Pour l’heure, seule la société française d’ingénierie Assystem, qui travaille depuis quarante ans avec Areva et EDF sur les centrales nucléaires, a fait une offre ferme : 125 millions d’euros pour acquérir 5 % du capital de New NP.

En attente du feu vert de l’Autorité de sûreté nucléaire

Début janvier, la restructuration de la filière avait franchi une autre étape cruciale : Bruxelles avait accepté que l’Etat actionnaire injecte 4,5 milliards d’euros dans Areva NewCo. MHI et Japan Nuclear Fuel Limited avaient alors annoncé un apport de 500 millions, portant la recapitalisation de l’« ancien Areva » à 5 milliards d’euros. Si l’on y ajoute 4 milliards d’euros pour EDF, les deux piliers de la filière bénéficieront de 9 milliards d’euros pour boucler les chantiers difficiles (comme l’EPR finlandais) et se relancer sur un marché de plus en plus concurrentiel.

L’autorisation de la vente de New NP à EDF était une des conditions posées par Bruxelles pour accepter cet apport en capital de 4,5 milliards pour la partie restante d’Areva. Une seconde doit encore être remplie : le feu vert de l’Autorité de sûreté nucléaire (ASN) française à la mise en service de la cuve du réacteur EPR en cours de construction à Flamanville (Manche). Elle doit se prononcer au cours de l’été.

Cet équipement a été forgé dans l’usine New NP du Creusot et son acier présente de trop fortes concentrations en carbone (fonds de cuve et couvercle). Un refus du gendarme du nucléaire – officiellement exclu par EDF – modifierait en effet l’opération EDF-New NP. Et il aurait des retombées catastrophiques sur toute l’industrie de l’atome civil.

Un enjeu lourd pour le Creusot

La prise de contrôle de New NP par EDF n’est pas prévue avant la fin du second semestre. Car outre la cuve de l’EPR, l’opération devra surmonter un dernier obstacle de taille : EDF attend les résultats de l’audit international mené sur l’outil industriel des usines de New NP au Creusot, Châlon-Saint-Marcel (Saône-et-Loire) et Jeumont (Nord).

L’enjeu est particulièrement lourd pour le Creusot, qui forge les grands composants de l’EPR, (cuve, générateurs de vapeur…). L’ASN y a détecté en 2015-2016 des « dysfonctionnements techniques et organisationnels majeurs », dont certains remontaient à plusieurs décennies. New NP va devoir faire la preuve de ses capacités à « garantir la qualité des futures fabrications au sein de cette usine », a prévenu l’ASN. Faute de quoi elle n’autorisera pas Creusot Forge à reprendre son activité, compromettant l’intérêt de son acquisition par EDF.
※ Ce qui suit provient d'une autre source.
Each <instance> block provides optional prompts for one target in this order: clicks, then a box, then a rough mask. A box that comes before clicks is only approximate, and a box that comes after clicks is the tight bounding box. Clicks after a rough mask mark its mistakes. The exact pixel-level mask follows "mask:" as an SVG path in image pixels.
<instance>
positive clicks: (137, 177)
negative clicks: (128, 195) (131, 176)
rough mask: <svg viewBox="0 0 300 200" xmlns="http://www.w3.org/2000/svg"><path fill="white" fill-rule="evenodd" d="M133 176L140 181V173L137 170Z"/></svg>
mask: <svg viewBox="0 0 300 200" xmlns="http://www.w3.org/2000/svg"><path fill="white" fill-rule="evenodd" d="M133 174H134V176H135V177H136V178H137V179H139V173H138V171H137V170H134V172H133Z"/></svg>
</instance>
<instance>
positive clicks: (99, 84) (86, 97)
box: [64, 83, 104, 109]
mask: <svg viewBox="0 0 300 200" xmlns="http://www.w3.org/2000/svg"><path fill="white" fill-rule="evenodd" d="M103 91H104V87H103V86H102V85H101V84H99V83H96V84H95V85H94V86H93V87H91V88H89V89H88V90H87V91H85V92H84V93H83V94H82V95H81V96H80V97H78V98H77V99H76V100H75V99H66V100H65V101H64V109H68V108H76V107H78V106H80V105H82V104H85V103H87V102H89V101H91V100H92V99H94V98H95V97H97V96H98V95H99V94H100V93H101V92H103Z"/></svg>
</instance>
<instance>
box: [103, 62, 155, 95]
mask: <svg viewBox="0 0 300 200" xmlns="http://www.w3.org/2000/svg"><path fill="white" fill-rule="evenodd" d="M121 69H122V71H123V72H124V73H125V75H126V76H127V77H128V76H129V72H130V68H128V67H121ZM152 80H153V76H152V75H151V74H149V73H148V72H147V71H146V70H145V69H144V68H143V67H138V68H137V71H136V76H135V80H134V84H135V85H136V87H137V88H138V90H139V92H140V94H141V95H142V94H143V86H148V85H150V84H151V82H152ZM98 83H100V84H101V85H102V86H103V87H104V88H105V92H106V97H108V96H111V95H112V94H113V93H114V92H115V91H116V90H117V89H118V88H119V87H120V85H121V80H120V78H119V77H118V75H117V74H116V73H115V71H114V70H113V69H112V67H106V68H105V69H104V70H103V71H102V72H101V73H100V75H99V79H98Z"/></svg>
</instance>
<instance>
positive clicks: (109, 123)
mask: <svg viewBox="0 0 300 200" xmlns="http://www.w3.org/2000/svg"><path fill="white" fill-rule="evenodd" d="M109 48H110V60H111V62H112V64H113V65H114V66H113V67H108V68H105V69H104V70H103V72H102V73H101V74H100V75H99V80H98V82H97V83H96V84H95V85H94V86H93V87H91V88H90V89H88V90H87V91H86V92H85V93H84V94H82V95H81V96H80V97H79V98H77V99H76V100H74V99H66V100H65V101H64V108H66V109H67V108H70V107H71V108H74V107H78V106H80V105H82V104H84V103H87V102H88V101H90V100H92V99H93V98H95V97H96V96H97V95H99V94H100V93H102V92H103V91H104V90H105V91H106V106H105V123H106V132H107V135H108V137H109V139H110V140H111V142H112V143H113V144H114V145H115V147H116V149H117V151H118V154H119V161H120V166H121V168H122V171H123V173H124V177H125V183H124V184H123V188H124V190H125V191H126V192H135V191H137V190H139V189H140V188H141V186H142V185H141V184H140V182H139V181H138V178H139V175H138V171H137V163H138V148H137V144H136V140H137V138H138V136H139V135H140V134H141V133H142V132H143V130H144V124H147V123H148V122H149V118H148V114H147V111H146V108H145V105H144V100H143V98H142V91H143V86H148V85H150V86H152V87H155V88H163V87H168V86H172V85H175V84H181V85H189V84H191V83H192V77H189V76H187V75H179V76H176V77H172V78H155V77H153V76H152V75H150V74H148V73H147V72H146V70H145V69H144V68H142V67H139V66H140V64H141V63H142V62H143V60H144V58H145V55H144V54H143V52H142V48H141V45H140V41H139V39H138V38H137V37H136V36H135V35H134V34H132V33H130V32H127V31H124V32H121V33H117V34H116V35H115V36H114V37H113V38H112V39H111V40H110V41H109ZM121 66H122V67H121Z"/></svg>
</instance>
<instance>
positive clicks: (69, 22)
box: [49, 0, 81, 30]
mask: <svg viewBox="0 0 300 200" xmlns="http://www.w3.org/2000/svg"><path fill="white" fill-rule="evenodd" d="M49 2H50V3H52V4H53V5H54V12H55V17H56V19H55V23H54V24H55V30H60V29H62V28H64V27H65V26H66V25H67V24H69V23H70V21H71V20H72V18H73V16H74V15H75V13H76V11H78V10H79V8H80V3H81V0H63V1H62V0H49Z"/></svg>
En attendant le mariage complet, dont certains analystes commencent à douter, EDF et New NP ont fusionné leurs bureaux d’ingénierie après avoir rapproché les équipes commerciales il y a un an. Mi-mai, le conseil d’administration du groupe d’électricité a approuvé la création d’Edvance, la nouvelle filiale spécialisée dans la conception et la réalisation des îlots nucléaires des centrales en construction en France et à l’étranger. EDF en détiendra 80 % et Areva 20 %.
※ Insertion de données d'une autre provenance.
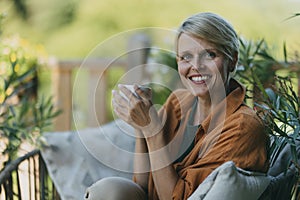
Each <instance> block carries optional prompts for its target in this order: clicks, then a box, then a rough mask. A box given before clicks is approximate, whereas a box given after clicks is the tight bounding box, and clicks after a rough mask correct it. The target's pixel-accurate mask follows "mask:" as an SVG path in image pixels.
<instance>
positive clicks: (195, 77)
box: [192, 76, 209, 82]
mask: <svg viewBox="0 0 300 200" xmlns="http://www.w3.org/2000/svg"><path fill="white" fill-rule="evenodd" d="M207 79H209V76H193V77H192V81H196V82H199V81H206V80H207Z"/></svg>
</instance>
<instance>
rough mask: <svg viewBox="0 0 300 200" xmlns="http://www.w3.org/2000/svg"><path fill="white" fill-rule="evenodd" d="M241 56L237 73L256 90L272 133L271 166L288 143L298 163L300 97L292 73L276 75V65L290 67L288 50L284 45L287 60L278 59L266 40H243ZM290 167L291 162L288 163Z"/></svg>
mask: <svg viewBox="0 0 300 200" xmlns="http://www.w3.org/2000/svg"><path fill="white" fill-rule="evenodd" d="M240 43H241V48H240V60H239V68H238V71H237V75H238V77H239V78H240V80H241V81H242V82H244V83H246V84H248V86H249V85H250V86H253V89H252V90H251V89H249V90H250V91H251V94H252V95H253V94H254V98H253V100H254V106H255V107H256V109H257V112H258V115H259V116H260V117H261V118H262V120H263V122H264V123H265V124H266V127H267V129H268V133H269V134H270V135H271V136H272V143H271V147H270V159H271V166H272V165H273V164H274V162H275V161H276V159H277V157H278V155H279V153H280V152H281V150H282V149H283V147H284V146H285V145H287V144H289V145H290V147H291V153H292V158H291V162H292V163H294V164H295V166H296V167H297V168H298V169H299V170H300V168H299V165H298V163H299V162H298V155H297V144H299V140H300V110H299V107H300V100H299V96H298V95H297V93H296V91H295V89H294V88H293V84H292V81H291V77H290V76H287V77H280V76H277V75H275V70H274V68H275V67H277V68H278V67H282V68H285V69H288V68H289V66H290V65H292V64H294V65H296V64H295V63H290V62H288V60H287V50H286V47H285V45H284V47H283V54H284V60H285V62H279V61H278V60H277V59H275V58H274V57H273V56H272V55H271V53H270V50H269V48H268V46H267V45H266V43H265V41H264V40H260V41H258V42H252V41H250V42H249V41H245V40H242V39H241V40H240ZM287 168H288V166H287Z"/></svg>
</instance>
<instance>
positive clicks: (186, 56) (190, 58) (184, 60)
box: [180, 53, 193, 61]
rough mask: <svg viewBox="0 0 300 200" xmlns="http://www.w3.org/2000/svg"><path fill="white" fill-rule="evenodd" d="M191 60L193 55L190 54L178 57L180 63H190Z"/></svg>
mask: <svg viewBox="0 0 300 200" xmlns="http://www.w3.org/2000/svg"><path fill="white" fill-rule="evenodd" d="M192 58H193V55H192V54H189V53H187V54H183V55H182V56H180V60H182V61H191V60H192Z"/></svg>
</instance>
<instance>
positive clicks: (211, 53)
mask: <svg viewBox="0 0 300 200" xmlns="http://www.w3.org/2000/svg"><path fill="white" fill-rule="evenodd" d="M204 56H205V58H208V59H215V58H216V57H217V53H216V52H214V51H205V54H204Z"/></svg>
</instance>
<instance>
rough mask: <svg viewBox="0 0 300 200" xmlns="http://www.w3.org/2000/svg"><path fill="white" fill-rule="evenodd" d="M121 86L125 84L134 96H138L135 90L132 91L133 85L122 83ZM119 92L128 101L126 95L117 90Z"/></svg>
mask: <svg viewBox="0 0 300 200" xmlns="http://www.w3.org/2000/svg"><path fill="white" fill-rule="evenodd" d="M122 86H125V87H126V88H127V89H128V90H130V91H131V92H132V93H133V94H134V95H135V96H138V95H137V94H136V93H135V91H134V85H125V84H122ZM119 94H120V95H121V96H122V97H123V98H124V99H126V100H127V101H129V99H128V97H127V96H126V95H125V94H124V93H123V92H122V91H120V90H119Z"/></svg>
« C’est une étape décisive dans la refondation de la filière nucléaire française », a souligné le PDG d’EDF, Jean-Bernard Lévy. Elle lui permettra d’« être plus performante dans la construction de nouvelles centrales » et « plus compétitive » face à une concurrence étrangère toujours plus rude, qu’elle soit américaine, japonaise, russe, coréenne ou chinoise.